TW Cable maintains that Fan TV is not a replacement for the set-tops it provides to customers: For one thing, Fan TV does not include DVR capabilities. In addition, the TWC TV service accessible through Fan TV delivers up to 300 live channels and 5,000 VOD options, which is not the full complement of programming available through Time Warner Cable-supplied equipment.

However, the Fan TV project with Time Warner Cable could be short-lived. Time Warner Cable is the target of Comcast’s $45 billion acquisition bid — and the larger operator has already discussed the prospect of bringing its own Xfinity X1 next-generation set-top and user interface to TW Cable markets.

Meanwhile, it’s questionable if Fan TV’s features will be enough for the startup to claw market share in the competitive Internet set-top space, which includes Apple TV, Roku, Google’s Chromecast and now Amazon’s Fire TV. The addressable market for Fan TV for now is really limited to Time Warner Cable subscribers, and initially, the box will not have support for Netflix, Amazon Instant Video or Hulu.

Fanhattan CEO Gilles BianRosa is counting on the device’s advanced content-discovery engine and touch-based remote to turn heads. The difference between Fan TV and other boxes is its focus on live TV and “content-first discovery,” complete with recommendations, across multiple services. “We have built the best TV experience to surface all the content in your subscriptions,” he said. Additional services like Netflix will eventually be added to Fan TV, according to BianRosa.

Current Time Warner Cable customers can add Fan TV with no additional subscription contracts or fees beyond the one-time Fan TV purchase. However, the MSO requires video customers to rent at least one set-top box (regardless of whether they use it). The TWC TV service also requires customers to have Time Warner Cable broadband service or an operator-provided video-only modem.

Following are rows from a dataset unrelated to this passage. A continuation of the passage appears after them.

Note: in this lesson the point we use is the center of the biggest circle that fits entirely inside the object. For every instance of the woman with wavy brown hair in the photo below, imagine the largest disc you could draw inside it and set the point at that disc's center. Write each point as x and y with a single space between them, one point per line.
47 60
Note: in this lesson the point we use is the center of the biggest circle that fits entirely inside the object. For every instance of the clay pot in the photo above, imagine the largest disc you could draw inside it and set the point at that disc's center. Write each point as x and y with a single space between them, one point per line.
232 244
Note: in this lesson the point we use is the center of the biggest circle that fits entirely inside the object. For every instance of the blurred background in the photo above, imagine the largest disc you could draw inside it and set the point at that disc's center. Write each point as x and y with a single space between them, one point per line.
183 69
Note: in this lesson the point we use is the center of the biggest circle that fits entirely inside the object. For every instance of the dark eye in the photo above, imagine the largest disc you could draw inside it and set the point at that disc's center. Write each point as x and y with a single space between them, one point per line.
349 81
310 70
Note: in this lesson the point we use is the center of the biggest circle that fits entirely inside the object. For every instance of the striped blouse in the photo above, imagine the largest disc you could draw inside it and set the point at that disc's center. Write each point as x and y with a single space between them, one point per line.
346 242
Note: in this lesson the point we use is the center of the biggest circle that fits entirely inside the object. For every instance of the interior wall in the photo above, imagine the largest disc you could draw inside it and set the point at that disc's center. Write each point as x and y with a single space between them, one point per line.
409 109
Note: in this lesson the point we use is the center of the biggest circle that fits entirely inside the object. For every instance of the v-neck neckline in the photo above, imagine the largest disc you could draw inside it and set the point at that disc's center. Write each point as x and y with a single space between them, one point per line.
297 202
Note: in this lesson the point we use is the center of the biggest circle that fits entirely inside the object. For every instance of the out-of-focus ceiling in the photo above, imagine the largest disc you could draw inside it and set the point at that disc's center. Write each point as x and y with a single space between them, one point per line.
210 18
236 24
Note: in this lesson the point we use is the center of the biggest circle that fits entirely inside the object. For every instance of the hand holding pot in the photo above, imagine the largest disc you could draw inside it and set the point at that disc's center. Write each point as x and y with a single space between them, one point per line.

Cox Communications last year launched Fan TV as part of a broadband-delivered subscription TV service trial in Southern California. But the operator ultimately decided to not launch the service commercially.

The first product from Fanhattan, founded in 2010, was a video-discovery app for finding movies and TV shows from multiple sources. BianRosa said the iPad app has about 2 million users — and his hope is that those with Time Warner Cable service will purchase the Fan TV box.

The San Francisco-based startup is backed by investors including NEA, Redpoint Ventures, BV Capital and Greycroft Partners.